LangChain touches all aspects of this app, so let's go ahead and install it now.

In [None]:
!pip install package-name

##Loading Context Documents
The first step in building the vector database is to load the context documents. Load them into a variable named `context_data`.

Now let's verify that the documents loaded by printing the content of each page. Scroll to the end of a line to see what metadata the document loader includes.

In [None]:
for page in context_data:
  print(page)

##Chunking
Now it's time to split the documents into chunks that will work with the LLM's context window. Store them in a variable named `chunks`.

Verify it worked by exploring how the documents were chunked.

In [None]:
print(f"Total Document Chunks: {len(chunks)}\n")
print(chunks[0].metadata)
print(chunks[0].page_content)

print("Length of each chunk:")

for num, chunk in enumerate(chunks):
  print(f"Chunk {num} (from page {chunk.metadata['page'] + 1}): {len(chunk.page_content)} characters")

##Embedding

Now it's time to set up the embedding function. Assign it to a variable named `embedding_function`.

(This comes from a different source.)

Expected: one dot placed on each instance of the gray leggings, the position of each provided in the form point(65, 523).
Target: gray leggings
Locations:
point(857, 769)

Make sure your model works by finding the embedding for a test sentence.

In [None]:
embedding = embedding_function.embed_query("This is a test sentence.")
print(f"Embedding length: {len(embedding)}")
print(f"{embedding[:3]}, ... , {embedding[-3:]}")

##Persisting

Now it's time for the vector store. Assign it the name `chromadb`.

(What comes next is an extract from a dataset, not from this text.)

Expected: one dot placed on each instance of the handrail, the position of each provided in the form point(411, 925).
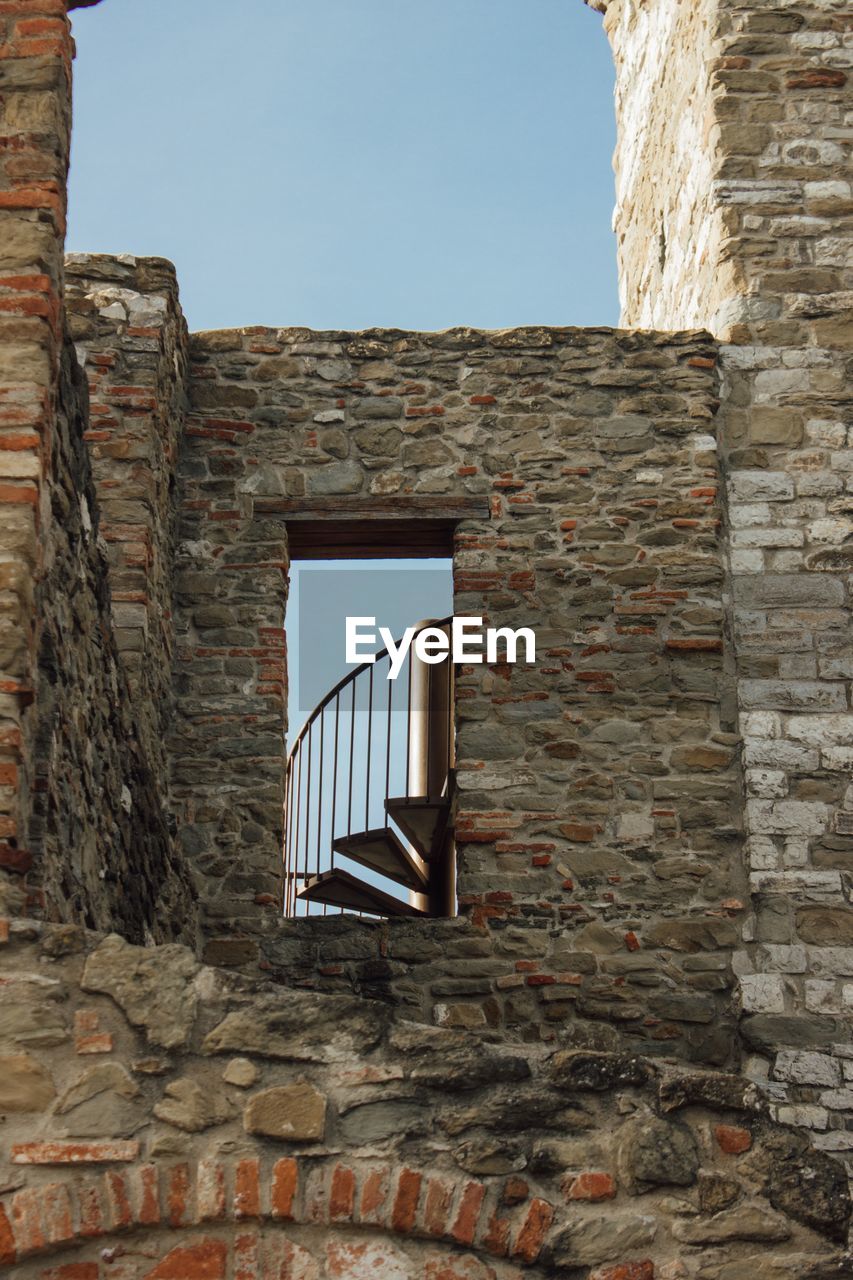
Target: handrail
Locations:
point(340, 782)
point(352, 675)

Now test it by executing a similarity search.

In [None]:
retrieved_chunks = chromadb.similarity_search("Two people who take a vacation together.")
print(f"Query retrieved {len(retrieved_chunks)} chunks.")
for chunk in retrieved_chunks:
  print(f"Chunk content: {chunk.page_content}")
  print(f"Chunk metadata: {chunk.metadata}")

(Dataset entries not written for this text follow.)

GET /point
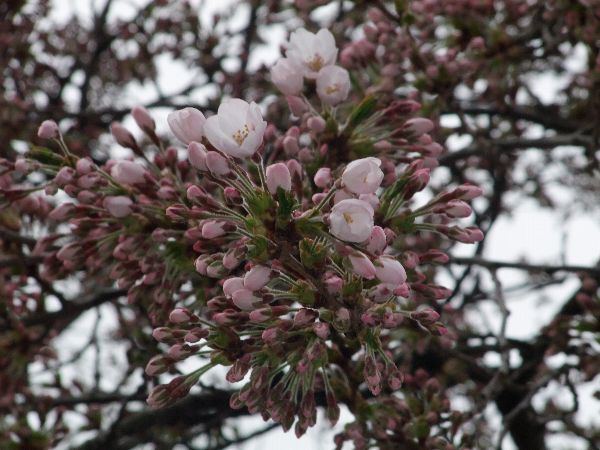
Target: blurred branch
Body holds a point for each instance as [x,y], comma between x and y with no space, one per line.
[549,269]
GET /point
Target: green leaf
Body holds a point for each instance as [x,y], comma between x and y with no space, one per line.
[361,112]
[45,156]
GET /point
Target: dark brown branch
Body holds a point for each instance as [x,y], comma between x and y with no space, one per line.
[543,268]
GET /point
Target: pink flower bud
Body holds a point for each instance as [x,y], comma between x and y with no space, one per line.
[68,252]
[304,317]
[231,194]
[371,199]
[278,175]
[295,168]
[180,315]
[410,260]
[467,192]
[321,329]
[232,284]
[187,124]
[231,259]
[123,136]
[316,124]
[377,241]
[61,211]
[143,119]
[201,264]
[323,177]
[455,208]
[158,364]
[245,300]
[390,271]
[118,206]
[217,164]
[419,125]
[213,228]
[334,284]
[361,265]
[402,291]
[333,85]
[48,130]
[128,172]
[257,277]
[197,155]
[64,176]
[84,166]
[363,176]
[426,316]
[290,145]
[22,166]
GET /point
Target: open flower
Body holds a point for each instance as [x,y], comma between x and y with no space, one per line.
[333,85]
[287,77]
[187,124]
[237,129]
[278,175]
[351,220]
[363,176]
[311,52]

#Lesson 4: LangChain and Language Models

##Using the LangChain Model I/O Module
Start by installing the packages we'll need.

In [None]:
!pip install <packages>

###Getting the LLM
Now we want to get the LLM.

Let's invoke the LLM with a prompt it should be able to handle.

In [None]:
response = llm.invoke("List Tawfiq al-Hakim's plays by title as a comma-separated list.")
print(response)

###Setting up a Prompt Template
We'll now build a simple prompt template to make our interface with the LLM a bit more generic.

Let's test it out!

In [None]:
print(prompt)
response = llm.invoke(prompt.format(playwright="Jez Butterworth"))
print(response)

###Output Parsers
While we're exploring the Model I/O module let's take a quick look at how the output parser in the Quickstart works.

In [None]:
from langchain.output_parsers import CommaSeparatedListOutputParser
output_parser = CommaSeparatedListOutputParser()
response = output_parser.parse(llm.invoke(prompt.format(playwright="Jez Butterworth")))
print(response)

## LangChain Expression Language (LCEL)
The "Chain" in "LangChain" refers to the ability to chain several actions into one invocation. This replaces your nested calls to `output_parser()`, `llm.invoke()`, and `prompt.format()`. Try to build a chain for what you have here.